I had made use of technology with my students before, mostly in the form of blogging, which I had hoped would help to address the lack of motivation I was seeing. My students enjoyed the concept of working in digital space, because it gave them freedom to work from anywhere if they chose to, but aside from that, it seemed to be just another assignment to them. Then, in the spirit of trying new things, I had my students create digital videos exploring an issue in the news. The students took to this assignment like none other. The students worked hard and were incredibly creative with the videos they made. I wanted to find a way to better tap into this energy.
I began looking into the possibility of teaching a class that would focus on video creation. Though they create a different final product, the steps of video creation follow the steps of the writing process. Instead of having written text, there is a video text. In creating this video text, which involves both visual and audible components, students engage in both old and new literacies (Sylvester & Greenidge, 2009). Students involved in this class would take part in a type of project-based learning. Project-based learning is known for promoting student responsibility and accountability as well as promoting social interaction (Bell, 2010).
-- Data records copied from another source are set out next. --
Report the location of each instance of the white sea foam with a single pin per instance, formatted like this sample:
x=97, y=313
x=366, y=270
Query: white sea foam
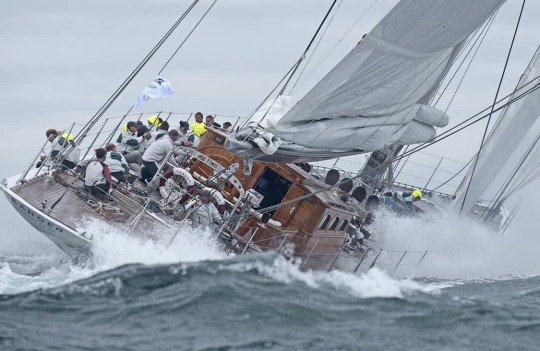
x=458, y=247
x=111, y=248
x=374, y=283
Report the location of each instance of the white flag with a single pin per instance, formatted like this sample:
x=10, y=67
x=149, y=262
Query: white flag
x=159, y=88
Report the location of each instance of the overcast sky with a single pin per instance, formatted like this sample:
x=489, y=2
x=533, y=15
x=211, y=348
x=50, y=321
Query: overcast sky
x=61, y=60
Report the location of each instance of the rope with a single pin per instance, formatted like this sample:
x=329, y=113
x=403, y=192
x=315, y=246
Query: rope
x=293, y=69
x=187, y=37
x=493, y=106
x=131, y=76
Instead of creating videos that would only be viewed by our class, I looked for an outlet that would offer a wider audience. Williamston High School had been doing video announcements for as long as I had been teaching there, a program run by the Student Government Association (SGA). After speaking with the SGA advisor, I was given the green light to put together a pitch for our administration that would take the daily announcements and turn them into a class.
Bell, S. 2010. Project-Based Learning for the 21st Century: Skills for the Future. Clearing House, 83(2), 39-43.
Sylvester, R., & Greenidge, W. 2009. Digital Storytelling: Extending the Potential for Struggling Writers. Reading Teacher, 63(4), 384-395. Retrieved from Academic Search Premier database.